The pandemic gradually waned. I survived again. But I lost several of my colleagues. The catastrophe was not yet over. The people were stifled with many difficulties. The city looked like a battlefield. Barracks occupied with armed soldiers and machine guns pointed at public places appeared at every main junction of the city. Guerrilla attacks and bombing occurred here and there. Paradoxically, people looked joyous and applauded if they heard a bomb blast. But it was sad to hear news of arbitrary arrest and raiding by regime forces. Apparently, people were moving on with their daily lives as if nothing happened. Inside, we all knew we were not living a life, we were just surviving. At any point, we could be arrested, or shot dead for no reason. They are trying to spread fear by violence. But we become tolerant to fear and disgust to them was growing.

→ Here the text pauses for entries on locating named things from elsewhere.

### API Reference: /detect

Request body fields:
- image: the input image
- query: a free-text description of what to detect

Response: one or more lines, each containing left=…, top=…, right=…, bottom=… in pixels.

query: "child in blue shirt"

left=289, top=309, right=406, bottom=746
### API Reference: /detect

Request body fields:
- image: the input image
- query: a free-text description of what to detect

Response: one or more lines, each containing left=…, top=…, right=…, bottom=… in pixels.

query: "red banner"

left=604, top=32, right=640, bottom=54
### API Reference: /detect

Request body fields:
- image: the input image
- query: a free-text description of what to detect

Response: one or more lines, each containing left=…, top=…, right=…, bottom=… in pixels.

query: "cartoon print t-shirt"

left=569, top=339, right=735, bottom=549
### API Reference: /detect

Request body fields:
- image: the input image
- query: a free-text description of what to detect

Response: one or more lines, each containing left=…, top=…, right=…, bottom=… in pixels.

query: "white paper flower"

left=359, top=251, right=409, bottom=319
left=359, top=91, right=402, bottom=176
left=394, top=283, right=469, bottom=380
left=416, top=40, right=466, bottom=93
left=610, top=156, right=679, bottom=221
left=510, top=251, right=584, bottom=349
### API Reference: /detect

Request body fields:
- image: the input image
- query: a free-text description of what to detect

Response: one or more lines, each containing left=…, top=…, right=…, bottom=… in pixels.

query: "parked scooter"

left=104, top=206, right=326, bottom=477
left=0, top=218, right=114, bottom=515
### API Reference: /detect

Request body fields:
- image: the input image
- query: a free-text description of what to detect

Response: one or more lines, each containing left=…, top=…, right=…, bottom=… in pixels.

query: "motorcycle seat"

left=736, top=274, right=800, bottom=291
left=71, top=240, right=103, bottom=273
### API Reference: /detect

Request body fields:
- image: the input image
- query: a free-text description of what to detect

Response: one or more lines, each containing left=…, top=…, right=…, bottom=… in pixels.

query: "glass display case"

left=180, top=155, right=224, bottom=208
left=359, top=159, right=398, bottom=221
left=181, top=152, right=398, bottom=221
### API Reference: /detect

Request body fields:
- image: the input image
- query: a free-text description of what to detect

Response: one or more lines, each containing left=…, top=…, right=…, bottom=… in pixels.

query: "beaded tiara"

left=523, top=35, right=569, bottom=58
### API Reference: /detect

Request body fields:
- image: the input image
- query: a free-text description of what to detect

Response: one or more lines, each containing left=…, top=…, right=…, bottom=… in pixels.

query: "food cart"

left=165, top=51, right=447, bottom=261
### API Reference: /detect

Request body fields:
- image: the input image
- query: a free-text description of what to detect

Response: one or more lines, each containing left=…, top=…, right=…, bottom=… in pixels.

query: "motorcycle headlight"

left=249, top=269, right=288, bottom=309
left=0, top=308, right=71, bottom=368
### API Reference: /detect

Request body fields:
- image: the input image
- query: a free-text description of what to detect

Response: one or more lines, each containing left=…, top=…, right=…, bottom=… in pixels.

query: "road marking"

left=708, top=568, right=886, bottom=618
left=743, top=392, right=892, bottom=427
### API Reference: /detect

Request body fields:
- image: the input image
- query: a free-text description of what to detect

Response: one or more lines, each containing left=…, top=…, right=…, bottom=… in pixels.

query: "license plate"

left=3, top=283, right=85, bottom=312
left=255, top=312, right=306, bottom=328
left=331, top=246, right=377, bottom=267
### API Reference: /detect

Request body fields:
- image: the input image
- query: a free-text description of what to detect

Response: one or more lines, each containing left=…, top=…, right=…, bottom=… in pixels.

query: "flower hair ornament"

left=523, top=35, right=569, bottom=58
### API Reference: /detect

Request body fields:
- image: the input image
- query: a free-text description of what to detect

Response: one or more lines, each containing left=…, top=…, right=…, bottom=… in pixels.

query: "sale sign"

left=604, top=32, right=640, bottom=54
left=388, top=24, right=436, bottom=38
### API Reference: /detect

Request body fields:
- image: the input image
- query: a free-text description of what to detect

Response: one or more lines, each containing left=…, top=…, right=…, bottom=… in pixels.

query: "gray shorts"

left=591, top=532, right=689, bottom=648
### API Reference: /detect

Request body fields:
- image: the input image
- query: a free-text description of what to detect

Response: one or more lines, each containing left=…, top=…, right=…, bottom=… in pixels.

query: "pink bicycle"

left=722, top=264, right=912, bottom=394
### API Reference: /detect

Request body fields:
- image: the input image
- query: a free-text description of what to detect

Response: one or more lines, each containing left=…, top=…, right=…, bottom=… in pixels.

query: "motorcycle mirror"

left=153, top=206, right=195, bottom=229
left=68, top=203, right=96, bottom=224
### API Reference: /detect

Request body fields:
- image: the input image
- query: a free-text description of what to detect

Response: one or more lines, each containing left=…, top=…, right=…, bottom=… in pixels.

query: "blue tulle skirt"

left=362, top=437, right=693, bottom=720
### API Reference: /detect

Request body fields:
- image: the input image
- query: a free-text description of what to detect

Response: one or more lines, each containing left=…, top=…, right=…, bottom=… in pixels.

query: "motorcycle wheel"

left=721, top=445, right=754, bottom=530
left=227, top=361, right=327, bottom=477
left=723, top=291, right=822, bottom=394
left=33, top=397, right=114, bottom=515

Health care workers were the most targeted victims. They tried to destroy the livelihood of those HCPs not complying with them. Medical licenses were revoked. Passports were blacklisted. Private hospitals and clinics were intimidated and told not to employ us. It was a kind of gradual torture for submission. Now I cannot practice what I love. It also greatly impacts other aspects of life, like financial stability. But I am not alone. Everyone is finding it hard to survive these days. The country economy is collapsing and employments are scarce. Public services like the power supply, public health and health care services, public transports were destroyed. Long queues of people have become the symbol of Yangon these days. People form long queues in front of banks to get back their own money. People form long lines to get small quota of cooking oil and rice. Vehicles line up in petrol station.

Silver Lining

Not everything is negative after coup. It also has a silver lining. Hope is gradually growing amidst many adversities. Many people are still losing their lives. Many are still being displaced. Many villages and towns are torched daily. But our determinations, aspirations and hope can no longer be destroyed by any kind of force. We feel that the revolution is advancing on every front. The regime will definitely collapse in near future. Most importantly, we all have a vision to build a future Democratic state, where justice, freedom and equality prevails. In the future, I will still have to struggle and worry for several things. But this time this will no longer be only for myself and my little society. It will also be to advance the common values of humanity. We must strive to leave to our children a world where no spot of injustice remains as a threat to humanity.